Мэва обвела еще не отогретыми пальцами вырезанные по краю стола руны, осмотрела зал, вмиг ставший шумным, стоило только Габору плюхнуть перед хозяином кошели, доверху набитые дырявыми медными гульденами. Неторопливый прохладный вечер, едва начавший полниться густой синевой да похожим на летящий пух снегопадом, завертелся и закружился; застучали по чисто выметенному полу каблучки, разгорелись каменные печи, запахло травами и добрым мясом, запеченным на побелевших углях. Ломти баранины в палец толщиной, сочащиеся жиром и соком, перепела, начиненные вымоченными в вине сухофруктами и орехами, острые копченые колбаски, румяный картофель, щедро сдобренный солнечным маслом, горячий хлеб да свежий овечий сыр — столы ломились от выставленных блюд, простых, но таких душевных, и запахи, от которых голова шла кругом, будили аппетит в усталых после долгого перехода телах.
В народе поговаривали, будто трапезу разделить — все равно что обрести дружбу: раз отведав с кем хлеба да пива, руки на него поднять не моги. Если бы все было так, как некогда завещали предки, подумалось Мэве, не сидела бы она сейчас здесь, согреваясь пламенем очага, а черные полчища Нильфгаарда разбились бы о неприступные стены ее дома.
— Развей печаль, королева, — Габор опустил перед ней доверха полную пинту. — Дурное дело сидеть у стола с такой миной — того и гляди, пиво скиснет.
Толстые стеклянные бока стакана были гладкими, запотевшими, холодными, что выпавший снег, а сам он таким тяжелым, что Мэва невольно сравнила его с верным палашом. И тот, и другой отдавали напряжением в запястье.
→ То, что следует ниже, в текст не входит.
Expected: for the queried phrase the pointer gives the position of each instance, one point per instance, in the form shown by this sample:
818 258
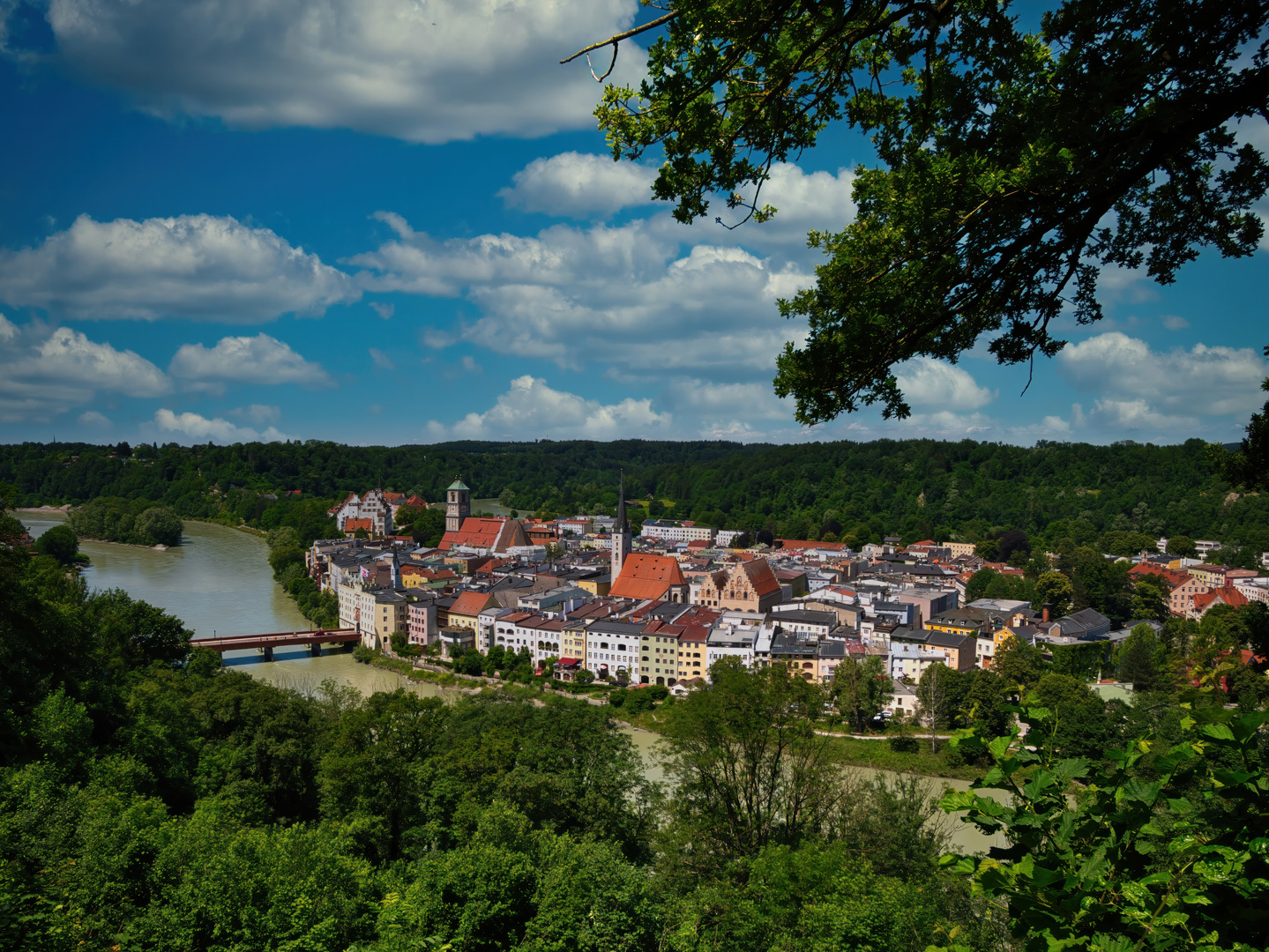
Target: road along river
217 581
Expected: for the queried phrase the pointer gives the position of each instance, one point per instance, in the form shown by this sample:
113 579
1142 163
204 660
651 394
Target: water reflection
219 582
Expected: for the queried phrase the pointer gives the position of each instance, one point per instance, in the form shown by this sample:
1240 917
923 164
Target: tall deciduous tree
1013 164
861 688
748 769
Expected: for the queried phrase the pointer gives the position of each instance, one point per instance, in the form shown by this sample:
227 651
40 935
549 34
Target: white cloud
421 70
578 185
531 410
622 294
47 372
258 361
933 383
198 428
1132 417
192 266
258 413
1124 372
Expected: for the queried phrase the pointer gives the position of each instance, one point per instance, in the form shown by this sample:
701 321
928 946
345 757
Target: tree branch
619 37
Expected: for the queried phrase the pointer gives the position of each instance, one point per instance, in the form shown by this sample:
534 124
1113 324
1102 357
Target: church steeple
459 505
621 540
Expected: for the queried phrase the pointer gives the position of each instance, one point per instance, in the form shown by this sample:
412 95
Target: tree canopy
1013 162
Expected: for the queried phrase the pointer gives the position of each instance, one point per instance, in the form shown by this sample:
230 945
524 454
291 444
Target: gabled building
749 586
372 511
650 577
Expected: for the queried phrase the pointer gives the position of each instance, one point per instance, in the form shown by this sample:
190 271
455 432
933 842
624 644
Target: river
217 581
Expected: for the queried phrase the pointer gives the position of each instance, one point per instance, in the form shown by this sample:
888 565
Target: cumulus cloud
532 410
258 413
574 295
194 428
257 361
192 266
45 372
579 185
419 70
933 383
1199 382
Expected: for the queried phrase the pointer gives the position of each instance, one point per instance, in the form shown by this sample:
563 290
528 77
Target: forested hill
915 488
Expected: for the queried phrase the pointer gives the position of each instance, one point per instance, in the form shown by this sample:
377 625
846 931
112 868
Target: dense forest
150 799
918 488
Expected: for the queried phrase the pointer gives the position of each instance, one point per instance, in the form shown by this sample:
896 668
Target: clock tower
459 505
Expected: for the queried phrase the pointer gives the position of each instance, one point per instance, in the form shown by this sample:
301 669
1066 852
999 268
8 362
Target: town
586 599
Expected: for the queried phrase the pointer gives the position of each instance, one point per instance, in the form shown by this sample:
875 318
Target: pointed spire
621 503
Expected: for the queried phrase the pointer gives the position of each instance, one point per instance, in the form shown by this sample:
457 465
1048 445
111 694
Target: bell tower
459 505
621 540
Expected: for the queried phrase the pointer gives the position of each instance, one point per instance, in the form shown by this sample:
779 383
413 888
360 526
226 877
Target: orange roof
646 577
1173 577
694 633
760 576
1228 595
471 604
483 532
809 544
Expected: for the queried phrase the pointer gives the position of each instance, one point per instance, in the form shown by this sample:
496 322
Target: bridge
278 639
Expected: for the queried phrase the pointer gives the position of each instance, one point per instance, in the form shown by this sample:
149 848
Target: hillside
916 488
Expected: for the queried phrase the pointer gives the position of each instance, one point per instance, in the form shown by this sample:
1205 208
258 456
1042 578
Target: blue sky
392 220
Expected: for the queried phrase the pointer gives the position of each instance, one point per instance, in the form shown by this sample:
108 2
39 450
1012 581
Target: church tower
621 540
459 505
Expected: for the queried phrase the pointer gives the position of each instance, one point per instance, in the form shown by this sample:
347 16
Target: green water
217 581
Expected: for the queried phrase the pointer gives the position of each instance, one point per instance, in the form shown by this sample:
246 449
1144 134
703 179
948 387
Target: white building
375 506
667 532
613 647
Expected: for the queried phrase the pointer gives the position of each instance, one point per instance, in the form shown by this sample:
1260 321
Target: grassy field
878 755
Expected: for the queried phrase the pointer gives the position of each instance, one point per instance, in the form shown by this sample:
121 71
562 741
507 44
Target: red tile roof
471 604
760 576
483 532
646 577
1228 595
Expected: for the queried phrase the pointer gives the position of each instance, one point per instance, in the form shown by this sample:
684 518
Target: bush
58 541
904 744
160 526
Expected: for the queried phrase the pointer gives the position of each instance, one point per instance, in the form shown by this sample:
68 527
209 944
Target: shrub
904 744
58 541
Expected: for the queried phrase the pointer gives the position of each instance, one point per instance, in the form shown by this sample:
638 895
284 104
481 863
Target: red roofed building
483 532
809 544
1205 601
466 608
650 577
750 586
352 525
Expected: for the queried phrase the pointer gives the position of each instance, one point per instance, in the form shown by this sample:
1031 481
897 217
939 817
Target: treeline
136 521
150 799
1108 497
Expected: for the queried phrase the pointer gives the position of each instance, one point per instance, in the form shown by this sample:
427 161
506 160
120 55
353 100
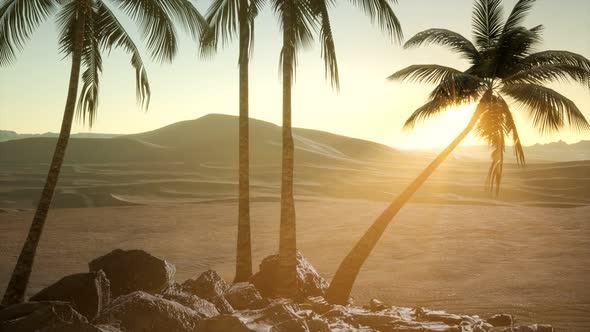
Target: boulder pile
133 291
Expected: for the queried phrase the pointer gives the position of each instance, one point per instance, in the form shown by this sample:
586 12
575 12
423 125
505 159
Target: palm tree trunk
244 246
288 235
341 285
15 292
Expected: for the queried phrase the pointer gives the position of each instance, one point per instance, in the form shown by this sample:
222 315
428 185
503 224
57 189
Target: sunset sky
33 90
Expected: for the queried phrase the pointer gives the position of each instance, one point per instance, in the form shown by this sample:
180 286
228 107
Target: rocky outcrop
501 320
88 293
209 304
244 295
309 282
211 287
208 285
38 316
201 306
134 270
142 312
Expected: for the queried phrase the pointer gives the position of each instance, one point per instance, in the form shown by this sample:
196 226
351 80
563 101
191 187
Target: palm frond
550 111
552 57
518 14
253 9
297 23
381 11
550 73
320 7
185 14
512 47
429 74
113 35
487 22
447 38
494 126
92 62
222 18
156 26
18 21
457 90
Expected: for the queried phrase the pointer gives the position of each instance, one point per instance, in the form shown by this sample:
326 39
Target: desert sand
473 259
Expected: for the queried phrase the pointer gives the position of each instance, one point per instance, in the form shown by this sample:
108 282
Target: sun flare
440 130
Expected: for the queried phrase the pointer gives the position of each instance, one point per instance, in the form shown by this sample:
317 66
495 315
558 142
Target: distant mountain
195 161
550 152
210 139
7 135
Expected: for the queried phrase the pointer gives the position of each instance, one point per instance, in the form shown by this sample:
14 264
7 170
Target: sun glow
438 131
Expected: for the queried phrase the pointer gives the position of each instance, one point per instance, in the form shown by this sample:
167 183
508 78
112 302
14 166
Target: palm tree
503 65
223 17
298 19
87 28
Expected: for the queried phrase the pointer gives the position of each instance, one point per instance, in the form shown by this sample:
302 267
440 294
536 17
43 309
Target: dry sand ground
531 262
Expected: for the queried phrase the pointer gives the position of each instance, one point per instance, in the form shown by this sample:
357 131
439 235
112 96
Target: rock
280 316
222 305
80 327
244 295
544 328
209 286
134 270
372 320
501 320
309 282
201 306
223 323
534 328
291 325
140 311
438 316
317 325
35 316
317 304
376 305
88 293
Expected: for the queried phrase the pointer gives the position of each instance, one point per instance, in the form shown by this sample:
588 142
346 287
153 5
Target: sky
33 90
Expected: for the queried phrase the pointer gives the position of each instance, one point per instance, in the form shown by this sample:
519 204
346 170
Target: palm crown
503 67
102 32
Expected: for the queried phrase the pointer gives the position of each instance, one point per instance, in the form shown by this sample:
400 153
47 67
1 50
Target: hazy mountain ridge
220 129
9 135
196 161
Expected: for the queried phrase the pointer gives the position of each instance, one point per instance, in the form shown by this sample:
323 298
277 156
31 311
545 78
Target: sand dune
463 258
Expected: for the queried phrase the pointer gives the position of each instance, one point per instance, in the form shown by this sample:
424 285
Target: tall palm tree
503 66
224 18
87 28
298 20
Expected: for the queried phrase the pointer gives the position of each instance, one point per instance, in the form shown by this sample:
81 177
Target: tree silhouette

— И то верно, — нехотя согласилась она. Габор был, безусловно, прав: сколько еще горестей выпадет на ее долю, пока Нильфгаард не уберется восвояси, и незачем отравлять светлые минуты искристого веселья тревогой о будущем дне.
И все же.
Мэва поискала взглядом Рейнарда, а, не найдя, поднесла полный эля стакан к губам. Затея с пиршеством посреди войны нравилась ему меньше всего, и Мэва была готова побиться об заклад: присоединиться к общему веселью Рейнарда, в нынешние дни даже более хмурого и обеспокоенного, чем она сама, заставит разве что ее приказ. Мэва прикрыла глаза, смахнула хлопья пены над губой и разгладила лоб там, где когда-то его сжимал золотой венец.
От составленных в центре просторной залы столов громыхнуло хохотом. Лирийцы поднимали чарки, вознося хвалу гостеприимному дому и честя на чем свет стоит нильфгаардцев. Иногда — в выражениях весьма и весьма непристойных.
— Тьфу ты! — смачно сплюнул краснолюд, чью огненно-рыжую бороду украшали ряды витых золотых колец. Лирийский копейщик, сидящий напротив, только тяжко вздохнул и сложил оставшиеся в руке карты в стопку. Вся причитающаяся ему сегодня выпивка отошла победителю. — Вот что в карты с вами, людьми, играть, что баб ваших тискать, что самогон хлестать — никакого, чтоб тебя, азарту.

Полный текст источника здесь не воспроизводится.